Finalizando a seção de Demanda Contínua, Paulo Gomes Lima discute a “Política educacional na perspectiva de Paulo Freire: desafios para os dias contemporâneos. Para o autor, a educação como ato político somente tem sentido quando ultrapassa a esfera do simples conhecimento da realidade e se projeto na busca por transformá-la ao mesmo tempo em que transforma os sujeitos e suas visões de mundo. Em nível de políticas públicas e de vivências nas unidades educacionais, a educação não pode e nem deve ser trabalhada e vivida por meio de manifestações individualizadas como promotoras do ideal igualitário e democrático na solidarização do capitalismo, ao contrário, se entendida como processo que promove a emancipação do sujeito deve ser planejada e desenvolvida num contexto da consciência coletiva, dos anseios sociais e políticos. O texto apresentado afirma que a política educacional em Paulo Freire tem um caráter problematizador, político e dialético, visto que propõe o rompimento da consciência ingênua e o despertamento para a consciência crítica por meio do chamamento dos atores sociais para elencar e delinear, não somente as necessidades, mas a possibilidade concreta de universalização da educação como direito de todos em sentido pleno, da democracia na sociedade como condição para a existência de uma escola democrática e da justiça social como manifestação efetiva no combate a qualquer tipo de perversidade que desqualifica e coisifica o homem como objeto manipulável do capital.
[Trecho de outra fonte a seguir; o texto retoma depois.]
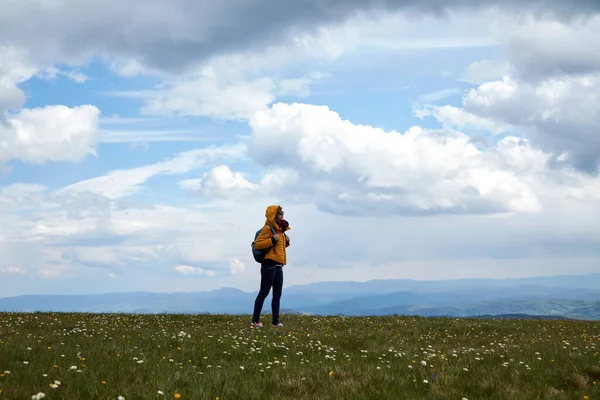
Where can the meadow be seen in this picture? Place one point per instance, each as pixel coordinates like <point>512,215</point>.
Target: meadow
<point>126,356</point>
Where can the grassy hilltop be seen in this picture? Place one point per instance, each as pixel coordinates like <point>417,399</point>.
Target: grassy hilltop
<point>103,356</point>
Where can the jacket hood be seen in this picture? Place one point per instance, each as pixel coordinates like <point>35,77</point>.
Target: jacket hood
<point>271,213</point>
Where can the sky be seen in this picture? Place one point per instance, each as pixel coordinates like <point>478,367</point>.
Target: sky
<point>141,141</point>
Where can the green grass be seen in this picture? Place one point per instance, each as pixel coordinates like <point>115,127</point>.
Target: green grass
<point>206,356</point>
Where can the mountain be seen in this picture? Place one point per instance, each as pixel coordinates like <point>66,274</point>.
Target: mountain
<point>570,296</point>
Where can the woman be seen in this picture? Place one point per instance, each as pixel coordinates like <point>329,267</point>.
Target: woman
<point>271,269</point>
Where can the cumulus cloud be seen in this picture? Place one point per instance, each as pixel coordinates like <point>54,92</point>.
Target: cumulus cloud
<point>559,115</point>
<point>123,183</point>
<point>52,133</point>
<point>12,270</point>
<point>539,49</point>
<point>237,267</point>
<point>134,32</point>
<point>192,271</point>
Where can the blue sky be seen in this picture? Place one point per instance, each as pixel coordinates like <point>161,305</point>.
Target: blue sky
<point>401,144</point>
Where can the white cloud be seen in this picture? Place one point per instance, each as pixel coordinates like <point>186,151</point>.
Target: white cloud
<point>219,181</point>
<point>439,95</point>
<point>51,133</point>
<point>15,68</point>
<point>122,183</point>
<point>219,93</point>
<point>539,49</point>
<point>237,267</point>
<point>191,271</point>
<point>359,169</point>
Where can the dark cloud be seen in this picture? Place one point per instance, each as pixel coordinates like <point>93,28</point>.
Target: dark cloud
<point>173,35</point>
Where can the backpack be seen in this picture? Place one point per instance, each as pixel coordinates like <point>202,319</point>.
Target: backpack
<point>259,255</point>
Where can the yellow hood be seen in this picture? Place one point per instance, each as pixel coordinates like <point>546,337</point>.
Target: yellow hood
<point>271,213</point>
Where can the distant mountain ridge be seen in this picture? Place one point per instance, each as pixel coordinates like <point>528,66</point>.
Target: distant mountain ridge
<point>568,296</point>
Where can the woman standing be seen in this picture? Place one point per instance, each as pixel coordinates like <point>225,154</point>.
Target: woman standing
<point>271,269</point>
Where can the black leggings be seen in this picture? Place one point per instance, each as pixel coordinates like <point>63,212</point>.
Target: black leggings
<point>271,276</point>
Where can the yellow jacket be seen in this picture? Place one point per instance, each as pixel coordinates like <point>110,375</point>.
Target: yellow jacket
<point>277,253</point>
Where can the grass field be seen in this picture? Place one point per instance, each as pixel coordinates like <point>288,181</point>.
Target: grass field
<point>104,356</point>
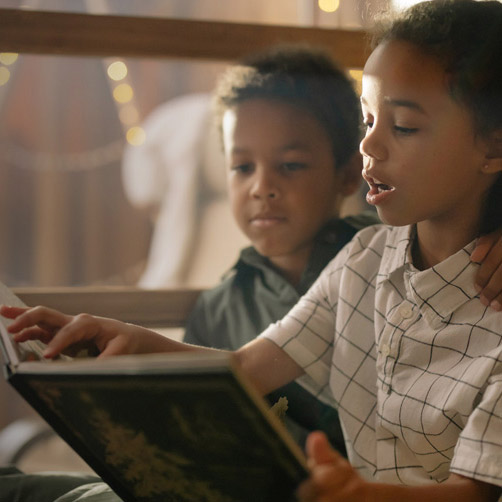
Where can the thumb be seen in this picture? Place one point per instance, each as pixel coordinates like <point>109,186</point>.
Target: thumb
<point>319,450</point>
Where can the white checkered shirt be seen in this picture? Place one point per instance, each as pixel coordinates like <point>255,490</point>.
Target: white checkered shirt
<point>412,359</point>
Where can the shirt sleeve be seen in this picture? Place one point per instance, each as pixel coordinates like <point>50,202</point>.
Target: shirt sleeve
<point>478,453</point>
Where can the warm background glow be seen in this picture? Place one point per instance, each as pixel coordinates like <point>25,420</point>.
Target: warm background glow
<point>329,5</point>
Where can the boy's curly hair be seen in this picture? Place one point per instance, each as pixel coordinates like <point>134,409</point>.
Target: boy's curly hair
<point>303,76</point>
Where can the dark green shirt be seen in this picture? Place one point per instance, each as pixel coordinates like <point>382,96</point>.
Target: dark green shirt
<point>253,295</point>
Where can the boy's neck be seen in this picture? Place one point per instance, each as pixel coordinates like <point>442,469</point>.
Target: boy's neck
<point>291,267</point>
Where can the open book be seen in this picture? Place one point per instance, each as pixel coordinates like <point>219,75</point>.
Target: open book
<point>160,428</point>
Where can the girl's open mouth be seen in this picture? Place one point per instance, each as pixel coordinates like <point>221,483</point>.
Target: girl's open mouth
<point>378,191</point>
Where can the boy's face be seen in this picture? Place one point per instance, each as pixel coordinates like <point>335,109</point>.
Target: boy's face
<point>283,186</point>
<point>422,159</point>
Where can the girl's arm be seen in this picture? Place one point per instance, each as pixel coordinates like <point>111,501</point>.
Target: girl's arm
<point>333,479</point>
<point>488,253</point>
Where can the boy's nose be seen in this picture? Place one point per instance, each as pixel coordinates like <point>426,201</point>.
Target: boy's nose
<point>264,187</point>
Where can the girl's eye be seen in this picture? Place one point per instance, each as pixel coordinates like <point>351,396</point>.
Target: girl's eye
<point>405,131</point>
<point>293,166</point>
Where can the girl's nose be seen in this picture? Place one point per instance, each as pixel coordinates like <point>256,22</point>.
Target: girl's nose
<point>372,146</point>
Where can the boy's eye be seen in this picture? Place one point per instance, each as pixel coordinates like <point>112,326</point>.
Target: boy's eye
<point>242,168</point>
<point>293,166</point>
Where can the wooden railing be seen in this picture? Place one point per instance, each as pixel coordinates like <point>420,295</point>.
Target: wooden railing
<point>37,32</point>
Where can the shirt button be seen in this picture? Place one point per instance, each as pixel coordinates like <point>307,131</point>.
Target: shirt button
<point>406,311</point>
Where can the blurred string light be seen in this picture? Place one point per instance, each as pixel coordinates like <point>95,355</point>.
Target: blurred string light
<point>123,94</point>
<point>403,4</point>
<point>328,5</point>
<point>95,158</point>
<point>357,76</point>
<point>6,59</point>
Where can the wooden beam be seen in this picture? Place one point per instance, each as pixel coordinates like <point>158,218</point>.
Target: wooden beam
<point>42,32</point>
<point>153,308</point>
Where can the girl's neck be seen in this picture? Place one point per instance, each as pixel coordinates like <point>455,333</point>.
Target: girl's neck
<point>435,244</point>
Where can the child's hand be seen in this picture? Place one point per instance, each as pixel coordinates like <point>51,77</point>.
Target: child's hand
<point>488,280</point>
<point>70,334</point>
<point>332,478</point>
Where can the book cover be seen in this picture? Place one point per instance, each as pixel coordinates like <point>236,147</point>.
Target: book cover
<point>184,427</point>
O Volume 1, número 1, inaugura a seção de Entrevistas, que traz a contribuição de Lucas Montenegro, numa entrevista aos professores Paulo Gomes Lima e Silvio César Moral Marques que, trouxe como principal foco a obra “Fundamentos da Educação: recortes e discussões volume II. O pensamento pedagógico historicamente acumulado para Montenegro é tratado de forma didática na obra, oferecendo aos leitores instrumentos para a compreensão da educação numa linha tempo bem estruturada. A entrevista provoca e anuncia caminhos para se pensar a educação na contemporaneidade.
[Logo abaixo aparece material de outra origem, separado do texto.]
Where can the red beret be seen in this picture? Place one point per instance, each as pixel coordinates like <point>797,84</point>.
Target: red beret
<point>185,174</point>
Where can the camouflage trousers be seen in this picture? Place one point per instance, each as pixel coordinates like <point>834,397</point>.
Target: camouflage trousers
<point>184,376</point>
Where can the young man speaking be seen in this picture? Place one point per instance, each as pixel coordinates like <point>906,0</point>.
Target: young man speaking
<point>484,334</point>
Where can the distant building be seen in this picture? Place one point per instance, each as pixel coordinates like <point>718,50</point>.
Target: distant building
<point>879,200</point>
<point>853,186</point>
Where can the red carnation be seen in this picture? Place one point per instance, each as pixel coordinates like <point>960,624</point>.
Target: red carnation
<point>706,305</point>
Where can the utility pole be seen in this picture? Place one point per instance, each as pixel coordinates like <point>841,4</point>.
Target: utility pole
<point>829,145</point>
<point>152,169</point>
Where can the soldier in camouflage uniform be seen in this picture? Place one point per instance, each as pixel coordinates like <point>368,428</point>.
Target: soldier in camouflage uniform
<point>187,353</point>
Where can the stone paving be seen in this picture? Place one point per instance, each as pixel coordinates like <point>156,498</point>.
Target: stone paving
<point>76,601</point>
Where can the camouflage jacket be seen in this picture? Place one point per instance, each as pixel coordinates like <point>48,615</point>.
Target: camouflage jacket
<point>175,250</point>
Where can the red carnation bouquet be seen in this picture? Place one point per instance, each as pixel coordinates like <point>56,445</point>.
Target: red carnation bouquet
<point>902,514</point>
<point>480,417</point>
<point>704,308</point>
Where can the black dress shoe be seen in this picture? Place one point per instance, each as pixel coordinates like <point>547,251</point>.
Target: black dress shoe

A última seção do número 01 é composta da Resenha escrita por Meira Chaves Pereira, intitulada “Pontuações sobre política científica & tecnológica no Brasil no governo Fernando Henrique Cardoso (1999-2002) ”, a partir de obra lançada pela Editora da UFGD em 2014 de autoria de Paulo Gomes Lima. A autora da resenha destaca que a obra apresenta dados e contexto das políticas públicas que envolveram o investimento em ciência, tecnologia e inovação e os condicionantes econômicos, políticos e sociais no período, o que convida leitores de distintos pontos de vista a conhecerem e problematizarem a discussão em tela.
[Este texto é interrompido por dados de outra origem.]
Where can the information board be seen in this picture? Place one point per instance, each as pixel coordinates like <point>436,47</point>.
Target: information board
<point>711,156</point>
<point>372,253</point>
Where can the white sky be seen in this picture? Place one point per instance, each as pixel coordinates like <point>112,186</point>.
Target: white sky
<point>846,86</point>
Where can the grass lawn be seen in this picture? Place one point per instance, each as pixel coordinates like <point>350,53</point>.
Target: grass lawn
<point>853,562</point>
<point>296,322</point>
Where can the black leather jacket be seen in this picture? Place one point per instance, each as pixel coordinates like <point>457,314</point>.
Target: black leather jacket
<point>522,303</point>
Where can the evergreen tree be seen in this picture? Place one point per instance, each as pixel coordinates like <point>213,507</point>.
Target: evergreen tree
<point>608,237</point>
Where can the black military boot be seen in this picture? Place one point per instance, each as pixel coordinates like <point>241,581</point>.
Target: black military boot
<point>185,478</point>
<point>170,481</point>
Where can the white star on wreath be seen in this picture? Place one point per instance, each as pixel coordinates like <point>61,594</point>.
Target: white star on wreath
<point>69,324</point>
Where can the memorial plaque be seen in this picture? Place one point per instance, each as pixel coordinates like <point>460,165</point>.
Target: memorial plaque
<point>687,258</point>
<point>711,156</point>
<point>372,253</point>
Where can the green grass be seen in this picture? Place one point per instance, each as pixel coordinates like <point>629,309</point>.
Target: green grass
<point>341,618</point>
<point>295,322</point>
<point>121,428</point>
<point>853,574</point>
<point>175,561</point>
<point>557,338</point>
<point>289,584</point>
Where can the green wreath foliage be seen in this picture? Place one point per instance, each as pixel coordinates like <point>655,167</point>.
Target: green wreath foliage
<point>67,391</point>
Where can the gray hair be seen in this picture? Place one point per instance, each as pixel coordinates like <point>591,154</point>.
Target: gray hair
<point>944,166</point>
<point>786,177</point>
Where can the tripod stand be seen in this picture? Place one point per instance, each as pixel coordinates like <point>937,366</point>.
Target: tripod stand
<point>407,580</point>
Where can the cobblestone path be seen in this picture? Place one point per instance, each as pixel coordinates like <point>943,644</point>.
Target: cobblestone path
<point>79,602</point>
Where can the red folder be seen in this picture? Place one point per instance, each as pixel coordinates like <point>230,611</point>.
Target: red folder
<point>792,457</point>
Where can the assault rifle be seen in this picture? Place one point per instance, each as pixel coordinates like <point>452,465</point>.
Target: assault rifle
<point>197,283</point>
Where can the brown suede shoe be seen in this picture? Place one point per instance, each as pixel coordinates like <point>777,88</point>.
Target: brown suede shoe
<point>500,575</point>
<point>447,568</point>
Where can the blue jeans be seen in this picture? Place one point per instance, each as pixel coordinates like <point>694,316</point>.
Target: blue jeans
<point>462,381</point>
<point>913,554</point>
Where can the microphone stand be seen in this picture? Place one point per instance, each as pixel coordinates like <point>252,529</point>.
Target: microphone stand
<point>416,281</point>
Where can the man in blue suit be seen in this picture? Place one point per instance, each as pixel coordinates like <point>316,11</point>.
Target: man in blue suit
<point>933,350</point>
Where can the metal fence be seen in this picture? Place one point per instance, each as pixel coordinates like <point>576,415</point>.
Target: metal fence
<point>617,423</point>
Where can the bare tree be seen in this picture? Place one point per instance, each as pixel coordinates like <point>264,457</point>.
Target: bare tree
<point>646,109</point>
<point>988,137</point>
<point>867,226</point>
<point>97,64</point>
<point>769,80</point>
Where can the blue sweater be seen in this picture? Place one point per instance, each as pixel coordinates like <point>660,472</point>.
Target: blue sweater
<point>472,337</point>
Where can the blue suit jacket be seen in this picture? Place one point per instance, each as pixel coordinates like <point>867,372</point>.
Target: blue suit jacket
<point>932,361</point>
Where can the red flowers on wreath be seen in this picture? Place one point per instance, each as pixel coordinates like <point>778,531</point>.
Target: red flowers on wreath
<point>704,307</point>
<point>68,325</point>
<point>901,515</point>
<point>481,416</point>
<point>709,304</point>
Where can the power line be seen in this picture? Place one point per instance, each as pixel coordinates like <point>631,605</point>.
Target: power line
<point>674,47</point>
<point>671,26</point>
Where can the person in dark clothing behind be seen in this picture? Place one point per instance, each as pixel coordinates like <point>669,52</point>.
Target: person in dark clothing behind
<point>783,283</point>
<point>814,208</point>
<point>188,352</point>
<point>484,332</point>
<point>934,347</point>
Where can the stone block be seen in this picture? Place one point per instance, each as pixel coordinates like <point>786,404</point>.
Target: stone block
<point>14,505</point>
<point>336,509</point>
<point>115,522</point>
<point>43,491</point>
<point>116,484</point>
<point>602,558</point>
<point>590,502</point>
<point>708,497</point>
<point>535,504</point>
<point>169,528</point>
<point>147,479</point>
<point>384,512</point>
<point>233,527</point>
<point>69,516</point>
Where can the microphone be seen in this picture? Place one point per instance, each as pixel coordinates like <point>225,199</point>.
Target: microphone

A inauguração desse periódico nasce com o desafio de difundir e problematizar pesquisas e reflexões na área educacional, compromisso esse assinado por toda a equipe que compõe a Comissão, Conselho Editorial Nacional e Internacional da Laplage em Revista e referendado pela radicalidade, rigorosidade e visão de conjunto no esforço de contribuir para construção dos saberes e fazeres científicos em movimento da/na universidade, em diálogo recorrente e solicitações da sociedade: nossa disposição.